Adam Małysz: "Strasznie żałuję pierwszego skoku w niedzielę"
"Kurczę, strasznie żałuję pierwszego skoku w niedzielę. Bo z progu wyszedłem idealnie. Do tej pory w tym sezonie lepiej mi się nie udało. Dostałem wiatr w narty. Trochę mnie rozbujało. Zawiedziony byłem tym skokiem, powinienem polecieć dalej " - powiedział "Gazecie Wyborczej" rozżalony Małysz.
W finałowym skoku, podwójny złoty medalista MŚ w Val di Fiemme, znacznie się jednak zrehabilitował:
"Zawiązałem mocniej buty niż w pierwszej serii, zacisnąłem zęby i poleciałem" - opowiada Małysz.

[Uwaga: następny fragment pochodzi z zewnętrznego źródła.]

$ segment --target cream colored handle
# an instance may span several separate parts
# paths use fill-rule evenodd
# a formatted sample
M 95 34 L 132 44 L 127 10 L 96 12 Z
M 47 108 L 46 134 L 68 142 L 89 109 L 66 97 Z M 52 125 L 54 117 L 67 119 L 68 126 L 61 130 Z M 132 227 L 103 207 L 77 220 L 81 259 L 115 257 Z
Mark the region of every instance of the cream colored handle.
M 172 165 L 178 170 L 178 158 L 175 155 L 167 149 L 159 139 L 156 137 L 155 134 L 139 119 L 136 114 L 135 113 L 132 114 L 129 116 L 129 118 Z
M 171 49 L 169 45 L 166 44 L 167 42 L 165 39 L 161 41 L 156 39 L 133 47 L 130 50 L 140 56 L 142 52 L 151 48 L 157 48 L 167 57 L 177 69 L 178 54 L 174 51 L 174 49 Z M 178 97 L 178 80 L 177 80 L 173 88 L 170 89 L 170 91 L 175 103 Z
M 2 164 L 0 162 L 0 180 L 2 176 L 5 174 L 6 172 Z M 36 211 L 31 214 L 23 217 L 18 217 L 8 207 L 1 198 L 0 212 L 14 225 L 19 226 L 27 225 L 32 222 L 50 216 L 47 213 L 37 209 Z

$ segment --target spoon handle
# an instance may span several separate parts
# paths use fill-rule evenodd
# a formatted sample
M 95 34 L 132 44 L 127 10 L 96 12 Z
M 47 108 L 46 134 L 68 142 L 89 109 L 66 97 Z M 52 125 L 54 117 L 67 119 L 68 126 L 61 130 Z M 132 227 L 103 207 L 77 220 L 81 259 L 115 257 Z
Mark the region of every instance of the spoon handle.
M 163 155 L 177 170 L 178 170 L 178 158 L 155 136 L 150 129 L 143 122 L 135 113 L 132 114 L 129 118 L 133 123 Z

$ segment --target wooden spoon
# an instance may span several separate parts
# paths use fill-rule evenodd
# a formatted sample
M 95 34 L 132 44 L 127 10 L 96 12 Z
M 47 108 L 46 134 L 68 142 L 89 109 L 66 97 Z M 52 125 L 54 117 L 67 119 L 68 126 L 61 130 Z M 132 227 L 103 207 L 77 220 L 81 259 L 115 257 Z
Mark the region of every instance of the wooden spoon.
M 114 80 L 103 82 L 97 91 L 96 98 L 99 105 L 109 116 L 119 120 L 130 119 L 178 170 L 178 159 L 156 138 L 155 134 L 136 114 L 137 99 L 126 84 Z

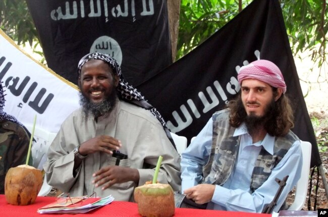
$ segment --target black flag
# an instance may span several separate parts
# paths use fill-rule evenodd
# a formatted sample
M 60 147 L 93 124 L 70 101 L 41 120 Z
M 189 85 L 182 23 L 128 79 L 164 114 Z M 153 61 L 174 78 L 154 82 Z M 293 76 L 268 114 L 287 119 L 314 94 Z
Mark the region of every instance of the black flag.
M 76 84 L 78 61 L 109 54 L 132 85 L 171 64 L 166 0 L 26 0 L 49 68 Z
M 190 139 L 240 90 L 242 66 L 258 59 L 281 69 L 295 108 L 293 131 L 321 160 L 278 0 L 255 0 L 194 50 L 138 87 L 173 132 Z

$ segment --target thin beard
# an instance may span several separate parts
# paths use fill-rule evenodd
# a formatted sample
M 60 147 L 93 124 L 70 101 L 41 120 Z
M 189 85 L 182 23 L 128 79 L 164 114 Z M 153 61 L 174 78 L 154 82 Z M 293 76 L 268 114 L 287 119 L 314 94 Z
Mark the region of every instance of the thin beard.
M 256 134 L 259 129 L 265 126 L 268 121 L 272 120 L 272 114 L 275 110 L 275 100 L 272 99 L 265 108 L 263 116 L 258 117 L 251 114 L 246 116 L 244 121 L 249 135 L 252 136 Z

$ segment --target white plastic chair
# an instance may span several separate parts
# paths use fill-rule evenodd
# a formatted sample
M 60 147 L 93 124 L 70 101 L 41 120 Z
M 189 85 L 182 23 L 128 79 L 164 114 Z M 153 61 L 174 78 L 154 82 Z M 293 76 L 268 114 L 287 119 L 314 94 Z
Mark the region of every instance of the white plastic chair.
M 311 147 L 311 143 L 309 142 L 301 141 L 301 148 L 303 155 L 301 178 L 296 184 L 295 200 L 288 208 L 289 210 L 300 210 L 305 203 L 310 173 Z
M 192 137 L 191 139 L 190 139 L 190 142 L 192 142 L 192 141 L 194 141 L 194 139 L 195 139 L 195 138 L 196 138 L 196 136 L 194 136 L 193 137 Z
M 32 133 L 32 126 L 25 125 L 27 129 Z M 35 127 L 33 142 L 31 148 L 31 154 L 33 159 L 33 166 L 39 170 L 43 170 L 43 164 L 47 160 L 47 151 L 51 142 L 56 136 L 57 133 L 50 133 L 42 129 Z M 38 196 L 46 196 L 51 191 L 52 187 L 48 185 L 46 176 L 44 175 L 43 182 Z
M 182 136 L 178 136 L 175 133 L 171 133 L 174 143 L 177 147 L 177 151 L 180 155 L 181 153 L 187 148 L 187 138 Z

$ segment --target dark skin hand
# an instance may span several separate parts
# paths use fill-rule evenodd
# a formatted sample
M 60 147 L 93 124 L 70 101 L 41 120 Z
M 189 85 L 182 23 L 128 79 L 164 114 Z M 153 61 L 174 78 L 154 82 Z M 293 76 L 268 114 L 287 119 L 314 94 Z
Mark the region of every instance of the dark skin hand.
M 94 173 L 92 176 L 95 177 L 92 183 L 96 183 L 95 187 L 102 186 L 102 190 L 108 188 L 114 184 L 129 181 L 133 181 L 138 184 L 140 178 L 138 170 L 118 166 L 104 167 Z
M 93 138 L 82 143 L 79 149 L 79 153 L 83 155 L 102 151 L 108 154 L 113 154 L 113 150 L 119 150 L 122 147 L 121 141 L 108 136 L 99 136 Z M 77 159 L 76 160 L 78 160 Z M 77 162 L 80 165 L 82 160 Z M 139 183 L 139 172 L 135 169 L 107 166 L 100 169 L 93 175 L 95 179 L 92 181 L 95 187 L 102 186 L 102 190 L 110 187 L 116 183 L 123 183 L 133 181 Z
M 119 150 L 122 146 L 121 141 L 108 136 L 98 136 L 86 141 L 80 145 L 79 153 L 82 155 L 98 151 L 113 154 L 113 150 Z

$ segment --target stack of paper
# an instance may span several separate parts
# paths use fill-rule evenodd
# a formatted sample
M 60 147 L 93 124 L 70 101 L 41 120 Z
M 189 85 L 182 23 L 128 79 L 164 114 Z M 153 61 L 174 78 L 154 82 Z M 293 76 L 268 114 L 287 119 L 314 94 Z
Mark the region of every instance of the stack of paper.
M 71 199 L 75 199 L 72 198 Z M 67 198 L 69 201 L 71 198 Z M 84 197 L 80 201 L 73 202 L 74 204 L 64 204 L 55 201 L 43 206 L 37 210 L 37 212 L 43 213 L 84 213 L 100 206 L 111 203 L 114 198 L 110 195 L 101 199 L 100 197 Z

"Czuję, że forma idzie. Małymi kroczkami, ale jednak. Jasne, że chciałbym zrobić wielkie kroki, ale dobrze, że są i te małe. W drugiej serii, w tej loterii, pomogło mi doświadczenie. Było ciężko, ale potrafiłem się skoncentrować. Dobrze, że skakaliśmy z niskiego rozbiegu, ja to lubię. Małymi kroczkami dochodzę do swojego skakania. Trzeba mi spokoju, bo popełniam błędy. Stać mnie na skoki lepsze i dłuższe" - podsumował najlepszy polski skoczek.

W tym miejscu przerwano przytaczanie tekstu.